Compare.within_range?(5, 1, 10) # => true
Compare.within_range?(15, 1, 10) # => false

Key Takeaway: Use and/or/not for strict boolean logic, &&/||/! for truthy/falsy values. == for value equality, === for strict type equality. All types are comparable with defined ordering.

Why It Matters: String operations on UTF-8 binaries are optimized at the BEAM level through specialized bytecode instructions. String pattern matching compiles to binary pattern matching, enabling parsing without regex overhead. In production, this makes Elixir exceptionally fast at text processing—Phoenix template rendering, JSON parsing, and log processing all benefit from native UTF-8 support that eliminates encoding conversions present in ASCII-native languages.


Example 26: Truthy and Falsy Values

In Elixir, only false and nil are falsy—everything else is truthy.

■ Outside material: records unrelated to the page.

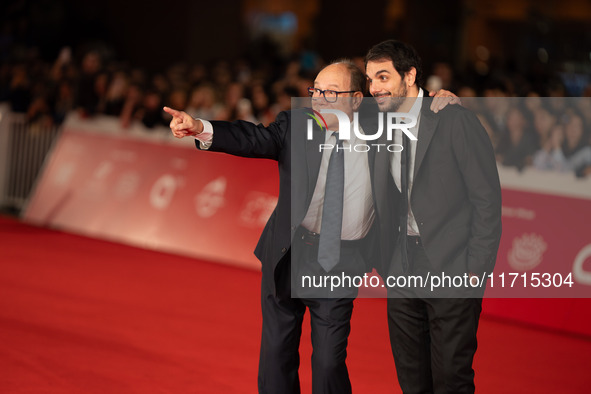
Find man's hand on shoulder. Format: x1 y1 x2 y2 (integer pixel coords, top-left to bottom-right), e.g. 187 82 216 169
429 89 462 113
164 107 203 138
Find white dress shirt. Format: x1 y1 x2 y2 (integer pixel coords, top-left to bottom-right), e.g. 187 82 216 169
300 125 374 240
390 89 423 236
195 119 375 240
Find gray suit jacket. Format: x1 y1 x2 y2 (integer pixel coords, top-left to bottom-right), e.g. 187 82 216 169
373 98 501 282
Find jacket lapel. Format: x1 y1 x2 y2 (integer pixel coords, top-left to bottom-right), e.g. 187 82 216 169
413 104 439 179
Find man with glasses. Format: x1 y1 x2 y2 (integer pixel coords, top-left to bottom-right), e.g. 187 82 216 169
164 61 460 394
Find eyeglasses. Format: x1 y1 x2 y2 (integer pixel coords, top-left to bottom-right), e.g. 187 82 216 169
308 87 357 103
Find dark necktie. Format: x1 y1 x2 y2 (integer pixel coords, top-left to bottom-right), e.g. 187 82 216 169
318 132 345 272
400 131 410 272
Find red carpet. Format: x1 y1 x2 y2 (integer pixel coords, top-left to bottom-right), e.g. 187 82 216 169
0 218 591 394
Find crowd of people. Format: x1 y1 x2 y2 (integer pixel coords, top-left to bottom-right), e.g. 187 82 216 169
0 47 591 177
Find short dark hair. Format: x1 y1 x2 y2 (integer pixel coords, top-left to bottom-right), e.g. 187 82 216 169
330 58 367 96
365 40 423 87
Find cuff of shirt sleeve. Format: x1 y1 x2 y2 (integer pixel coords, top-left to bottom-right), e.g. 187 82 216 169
195 119 213 149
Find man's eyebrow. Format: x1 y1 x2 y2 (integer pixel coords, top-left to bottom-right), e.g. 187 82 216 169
366 70 390 79
314 83 339 90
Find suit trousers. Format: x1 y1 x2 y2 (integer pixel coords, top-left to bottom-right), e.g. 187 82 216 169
258 235 354 394
388 238 482 394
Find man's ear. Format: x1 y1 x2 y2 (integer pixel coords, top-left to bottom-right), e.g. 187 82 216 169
352 92 363 111
404 67 417 87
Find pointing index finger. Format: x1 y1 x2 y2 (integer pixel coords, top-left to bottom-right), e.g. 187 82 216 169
163 107 181 117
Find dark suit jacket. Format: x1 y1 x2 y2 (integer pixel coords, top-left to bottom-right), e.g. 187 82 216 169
373 98 501 282
196 110 376 292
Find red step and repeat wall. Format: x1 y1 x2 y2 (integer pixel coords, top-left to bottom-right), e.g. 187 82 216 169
24 119 591 336
24 120 279 269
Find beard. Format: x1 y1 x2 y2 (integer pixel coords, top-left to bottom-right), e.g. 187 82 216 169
380 84 408 112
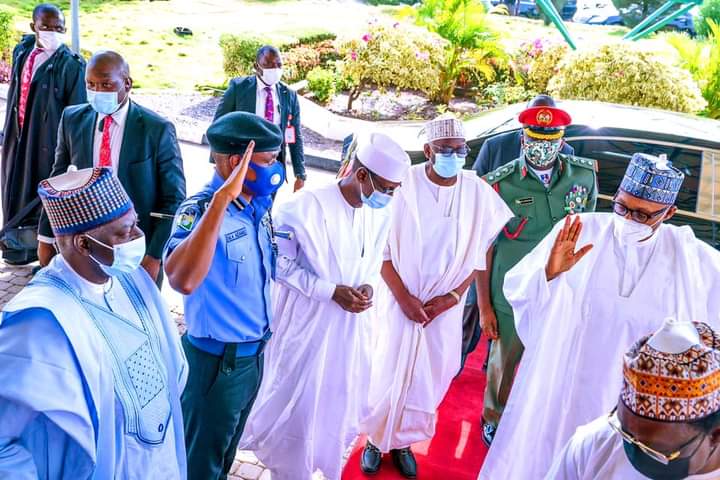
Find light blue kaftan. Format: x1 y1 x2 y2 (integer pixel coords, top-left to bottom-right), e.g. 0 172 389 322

This differs from many languages where 0, "", [] are falsy. Understanding truthiness is essential for conditionals.

Code:

# Only false and nil are falsy
if false, do: "Truthy", else: "Falsy" # => "Falsy"
if nil, do: "Truthy", else: "Falsy" # => "Falsy"

# Everything else is truthy
if true, do: "Truthy" # => "Truthy"
if 0, do: "Truthy" # => "Truthy" (unlike JavaScript, Python)
if "", do: "Truthy" # => "Truthy"
if [], do: "Truthy" # => "Truthy"
if {}, do: "Truthy" # => "Truthy"
if %{}, do: "Truthy" # => "Truthy"

# Atoms are truthy (except false and nil)
if :ok, do: "Truthy" # => "Truthy"
if :error, do: "Truthy" # => "Truthy"

# Using truthy/falsy with ||
nil || false || 0 # => 0 (first truthy value)
nil || false || nil || "default" # => "default"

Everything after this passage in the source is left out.